There were lots of options, but since this day had become all about familiarizing myself with the unfamiliar, I opted for Walter Wolfman Washington and the Roadmasters, a band that I had inexplicably never even heard once over the past seven years. I'm glad I had the chance to rectify that in the now dry Blues Tent because Wolfman and his band played a fun, hot set of rocking blues and funk, bedecked in red and black outfits. It was a nice way to end a bizarre day at Jazz Fest.
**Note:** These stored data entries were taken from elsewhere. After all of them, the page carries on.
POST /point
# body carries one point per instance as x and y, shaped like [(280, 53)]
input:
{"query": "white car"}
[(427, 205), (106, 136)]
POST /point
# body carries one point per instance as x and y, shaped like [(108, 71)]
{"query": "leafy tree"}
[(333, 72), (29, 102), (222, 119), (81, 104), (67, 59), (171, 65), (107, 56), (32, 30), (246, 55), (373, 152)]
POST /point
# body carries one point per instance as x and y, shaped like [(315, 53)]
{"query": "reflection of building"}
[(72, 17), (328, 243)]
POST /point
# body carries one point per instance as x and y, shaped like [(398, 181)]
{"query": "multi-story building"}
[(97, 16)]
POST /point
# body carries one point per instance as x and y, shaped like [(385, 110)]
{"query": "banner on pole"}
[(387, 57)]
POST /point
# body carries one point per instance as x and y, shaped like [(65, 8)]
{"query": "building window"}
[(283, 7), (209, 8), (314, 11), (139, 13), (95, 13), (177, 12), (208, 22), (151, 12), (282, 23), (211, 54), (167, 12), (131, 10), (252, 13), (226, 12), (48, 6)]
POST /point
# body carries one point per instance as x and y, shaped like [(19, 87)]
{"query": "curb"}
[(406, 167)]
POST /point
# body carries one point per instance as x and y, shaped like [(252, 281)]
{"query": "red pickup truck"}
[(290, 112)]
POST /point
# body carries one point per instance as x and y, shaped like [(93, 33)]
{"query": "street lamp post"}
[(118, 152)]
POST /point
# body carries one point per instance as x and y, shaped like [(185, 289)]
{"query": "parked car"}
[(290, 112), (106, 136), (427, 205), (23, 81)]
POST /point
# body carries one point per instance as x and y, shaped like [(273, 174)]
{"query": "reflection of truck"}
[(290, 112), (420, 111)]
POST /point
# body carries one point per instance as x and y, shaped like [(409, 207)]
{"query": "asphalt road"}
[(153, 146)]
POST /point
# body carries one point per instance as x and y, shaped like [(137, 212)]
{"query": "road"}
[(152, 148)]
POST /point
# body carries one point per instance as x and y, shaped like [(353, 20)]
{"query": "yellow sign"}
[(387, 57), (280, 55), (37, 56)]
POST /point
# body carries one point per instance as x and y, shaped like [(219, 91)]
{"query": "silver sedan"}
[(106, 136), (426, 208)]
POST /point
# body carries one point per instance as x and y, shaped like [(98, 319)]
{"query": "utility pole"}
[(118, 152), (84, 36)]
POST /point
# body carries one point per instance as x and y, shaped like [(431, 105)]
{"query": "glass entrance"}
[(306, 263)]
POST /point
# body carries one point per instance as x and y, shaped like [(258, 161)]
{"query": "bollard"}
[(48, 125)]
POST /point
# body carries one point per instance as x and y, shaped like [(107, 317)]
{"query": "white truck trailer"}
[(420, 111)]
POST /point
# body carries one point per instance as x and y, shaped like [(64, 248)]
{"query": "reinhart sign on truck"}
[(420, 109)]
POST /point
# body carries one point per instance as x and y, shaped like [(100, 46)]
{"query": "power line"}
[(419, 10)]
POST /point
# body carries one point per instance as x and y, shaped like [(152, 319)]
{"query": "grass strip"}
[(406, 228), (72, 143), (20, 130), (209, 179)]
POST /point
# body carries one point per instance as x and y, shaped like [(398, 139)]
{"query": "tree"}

On the way out, I saw the TLC Brass Band once again playing for much-deserved tips.

Seeking to avoid a really long cab line, I ponyed up for a round-trip ticket on the more expensive bus straight to my hotel.

The sun sets on Canal Street.

After a much-needed shower and nap, I made my annual pilgrimage to Rock 'n Bowl. Apparently, several hundred people had the same idea because there was a long, slow-moving line to get inside. Of course, waiting 45 minutes in line can be kind of fun when you meet some friendly locals, and that's exactly who I found in Sheril and Rosylyn. They were both really cool, and we had a blast talking about Jazz Fest and Nola. For some reason, they were surprised how much I knew about Nola music. Maybe locals don't realize how many outta-towners are addicted to the Crescent City?

We finally made it inside, but unfortunately, we had missed Snooks Eaglin's set. Tab Benoit was up, and he played a solid 90 or so minutes of his patented swamp guitar rock. The Rock 'n Bowl was really filled to the rim with Brim, and I'd never seen it anywhere near this crowded. We found a place far in the back to drink, chat, and strain to see the guy on stage.

Rockin' Dopsie was up next, and he was yet another guy I'd certainly heard of but had never seen before. I think it's best to describe his sound as zydefunk. Sure, that's not really a word, but I'm going with it anyway. It was pretty fun. A very strange moment occurred when Rockin' Dopsie introduced Jerry Rice's wife and daughter. He didn't introduce them by name but just called them "Jerry Rice's wife and daughter." Jerry Rice's Daughter lent some nice vocals to "Proud Mary." The legendary wide receiver was not in attendance, as rumor has it he's preparing to come out of retirement to play his 38th NFL season for any team that has low enough standards to sign him as a 9th stringer.

It was late, and there were some good shows still happening on Frenchmen. However, I was once again faced with the dilemma of trying to find a cab back to the French Quarter when few cabs were coming to the Rock 'n Bowl. Just then, I saw my friend, photographer Gary Firstenberg, who was headed out. If there's one thing I know about Gary, aside from the fact that he takes great photographs, it's that he always has a car nearby. Sure enough, he did, and as always, he generously offered me a ride. It was a Godsend.

I made my way over to Frenchmen, where I had the honor of paying a $15 cover for the last 30 minutes of Idris Muhammed, Robert Walter, Wil Bernard, Wil Blades, and Eddie Roberts. Working out to 50 cents a minute, this was some expensive souljazz. Afterwards, the upstairs area was open, so we had a quick drink up there before one of Frances' friends gave me a ride back to the hotel. There my night ended at 5AM with the thumping sounds of James Brown laying down a sweet block of thick funk grooves on WWOZ.

Good God, I love that radio station.